Entertaining rubbish; but quite thoroughly amiable.
Strong performance from Philip Seymour Hoffman, but a fairly cold and detached film. Given the story and the characters, this seems appropriate. Good to have watched, but not something I’ll be returning to in a hurry.
I’d been falling out of love with Bond for some time, and this “reboot” of the series is long overdue. Daniel Craig plays Bond with a hard edge, but also a certain vulnerability that comes from Bond’s (fictional) inexperience: this is 007 at the start of his career.
What I liked most about Casino Royale was the total absence of all the kitsch and camp the franchise has accumulated over the years. The title sequence didn’t feature naked female silhouettes! The title song was actually quite good! The very few snappy one-liners he comes out with are actually witty rather than corny! The villain isn’t a gratuitously megalomaniac caricature!
Damn, it’s actually really good! The plot and the action are all so much more mundane–but in a good way. It’s down-to-earth rather than superheroic, and all the more tense and exciting for it. It’s enough to make me start looking forward to the next episode in the series.
The almost messianic overtones sometimes threaten to overpower the story of two friends sharing an eye-opening journey. Beautifully filmed, but for my money it’s Rodrigo De la Serna who steals the show, not Gael García Bernal.
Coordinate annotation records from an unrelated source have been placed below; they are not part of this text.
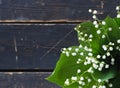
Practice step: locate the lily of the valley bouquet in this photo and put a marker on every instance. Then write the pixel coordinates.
(95, 63)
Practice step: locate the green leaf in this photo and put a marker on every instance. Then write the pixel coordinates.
(66, 67)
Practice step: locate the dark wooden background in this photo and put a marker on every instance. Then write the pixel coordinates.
(32, 33)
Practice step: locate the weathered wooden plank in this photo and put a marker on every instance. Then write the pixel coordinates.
(47, 10)
(25, 80)
(34, 46)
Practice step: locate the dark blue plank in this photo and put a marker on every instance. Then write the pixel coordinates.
(47, 10)
(34, 46)
(25, 80)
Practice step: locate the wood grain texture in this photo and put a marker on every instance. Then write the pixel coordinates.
(25, 80)
(47, 10)
(54, 10)
(34, 46)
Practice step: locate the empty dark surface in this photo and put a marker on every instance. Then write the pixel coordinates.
(25, 80)
(32, 33)
(34, 46)
(54, 10)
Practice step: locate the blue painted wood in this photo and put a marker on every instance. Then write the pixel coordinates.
(47, 10)
(34, 46)
(25, 80)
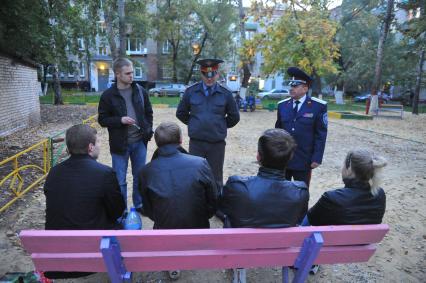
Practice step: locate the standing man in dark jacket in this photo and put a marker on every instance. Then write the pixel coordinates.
(305, 118)
(267, 200)
(209, 110)
(126, 111)
(82, 194)
(178, 189)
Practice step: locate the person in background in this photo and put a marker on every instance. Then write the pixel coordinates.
(208, 109)
(126, 111)
(305, 118)
(361, 201)
(81, 193)
(178, 189)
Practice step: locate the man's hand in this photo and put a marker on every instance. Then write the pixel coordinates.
(127, 120)
(314, 165)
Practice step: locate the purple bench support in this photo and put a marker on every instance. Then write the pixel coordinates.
(111, 253)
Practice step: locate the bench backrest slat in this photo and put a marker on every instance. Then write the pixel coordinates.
(39, 241)
(205, 259)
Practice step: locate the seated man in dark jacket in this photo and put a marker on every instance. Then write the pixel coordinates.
(82, 194)
(361, 201)
(178, 190)
(267, 200)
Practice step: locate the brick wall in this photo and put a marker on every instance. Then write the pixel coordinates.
(19, 96)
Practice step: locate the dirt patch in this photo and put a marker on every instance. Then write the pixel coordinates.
(400, 257)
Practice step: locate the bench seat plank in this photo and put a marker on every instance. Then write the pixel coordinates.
(84, 241)
(199, 259)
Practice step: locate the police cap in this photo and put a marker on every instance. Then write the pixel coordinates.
(298, 77)
(209, 67)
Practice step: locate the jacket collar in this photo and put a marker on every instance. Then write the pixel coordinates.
(168, 149)
(356, 184)
(271, 173)
(81, 156)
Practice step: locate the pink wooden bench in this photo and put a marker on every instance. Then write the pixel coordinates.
(121, 252)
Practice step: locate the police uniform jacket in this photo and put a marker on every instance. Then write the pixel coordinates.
(208, 117)
(178, 190)
(309, 129)
(112, 107)
(266, 200)
(353, 204)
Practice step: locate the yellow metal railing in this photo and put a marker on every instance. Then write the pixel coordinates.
(16, 181)
(50, 158)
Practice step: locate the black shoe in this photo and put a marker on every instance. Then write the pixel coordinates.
(141, 211)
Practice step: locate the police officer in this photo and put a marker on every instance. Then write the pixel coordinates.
(305, 118)
(208, 109)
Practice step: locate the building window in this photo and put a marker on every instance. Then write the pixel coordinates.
(167, 73)
(70, 69)
(138, 72)
(167, 47)
(82, 69)
(103, 51)
(134, 45)
(80, 42)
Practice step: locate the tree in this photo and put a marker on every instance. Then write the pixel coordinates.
(56, 27)
(415, 31)
(302, 36)
(374, 103)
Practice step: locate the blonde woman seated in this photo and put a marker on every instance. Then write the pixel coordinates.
(361, 201)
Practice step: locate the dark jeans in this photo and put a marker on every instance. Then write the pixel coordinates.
(137, 154)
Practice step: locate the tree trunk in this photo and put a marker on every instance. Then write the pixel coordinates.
(374, 105)
(57, 86)
(246, 68)
(110, 31)
(174, 61)
(418, 82)
(122, 29)
(194, 61)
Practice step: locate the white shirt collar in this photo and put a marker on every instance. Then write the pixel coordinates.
(301, 100)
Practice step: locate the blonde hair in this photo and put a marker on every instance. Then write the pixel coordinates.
(365, 166)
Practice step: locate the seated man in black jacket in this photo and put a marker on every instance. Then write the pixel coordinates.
(267, 200)
(361, 201)
(178, 190)
(82, 194)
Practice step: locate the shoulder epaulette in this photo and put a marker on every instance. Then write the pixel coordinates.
(287, 99)
(319, 100)
(300, 184)
(194, 84)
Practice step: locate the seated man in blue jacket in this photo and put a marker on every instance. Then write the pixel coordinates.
(267, 200)
(178, 190)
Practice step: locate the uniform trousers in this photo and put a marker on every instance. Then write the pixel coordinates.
(299, 175)
(215, 155)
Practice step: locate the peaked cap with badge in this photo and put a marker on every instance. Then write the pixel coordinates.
(297, 77)
(209, 67)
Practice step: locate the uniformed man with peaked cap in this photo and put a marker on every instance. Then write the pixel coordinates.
(305, 118)
(208, 109)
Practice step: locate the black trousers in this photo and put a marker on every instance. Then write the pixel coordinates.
(297, 175)
(215, 155)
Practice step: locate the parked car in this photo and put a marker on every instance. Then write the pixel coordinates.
(383, 98)
(274, 94)
(168, 90)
I had been apprehensive about this before going in. I wasn’t concerned that Aardman’s quirky stop-motion style would be lost in the transition to CGI animation; I was concerned that it wouldn’t. Aardman have pushed the boundaries of the stop-motion form, but there’s no hiding from the fact that the form imposes restrictions on the filmmaker. I like Wallace and Gromit, but W&G is enough claymation for me.
As it turns out, with Flushed Away they took all that was good about Aardman’s character design, and went wild with everything else. The action is dynamic, the backdrops are large and elaborate, and the supporting cast are varied and obsessively detailed. But if you pay close attention to the animation, you’ll see that the characters’ mouths don’t move smoothly from frame to frame: their expressions retain the same slight jerkiness that comes from the claymation technique of using a limited number of mouth shapes. Likewise, some of the skin textures bear a striking resemblance to molded clay: in close-up, the animators have actually gone out of their way to make the CGI look like stop-motion.
Aside from the visuals, the story is highly entertaining (posh domestic rat Roddy finds himself in the sewers of London, and caught up in a chase to retrieve a stolen ruby), with plenty of excitement, lots of laughs, and some great running gags involving sewer slugs. It is also very tightly scripted and edited. There were several obvious opportunities for the characters to drift off into long speeches explaining the plot for the hard of thinking, but they didn’t exploit any of them. The dialogue was always enough–and no more.
I can’t see this winning the Best Animated Feature award at this year’s Oscars, but if you want to know which I would prefer to watch again: Curse Of The Were-Rabbit, or Flushed Away, I’d pick this one.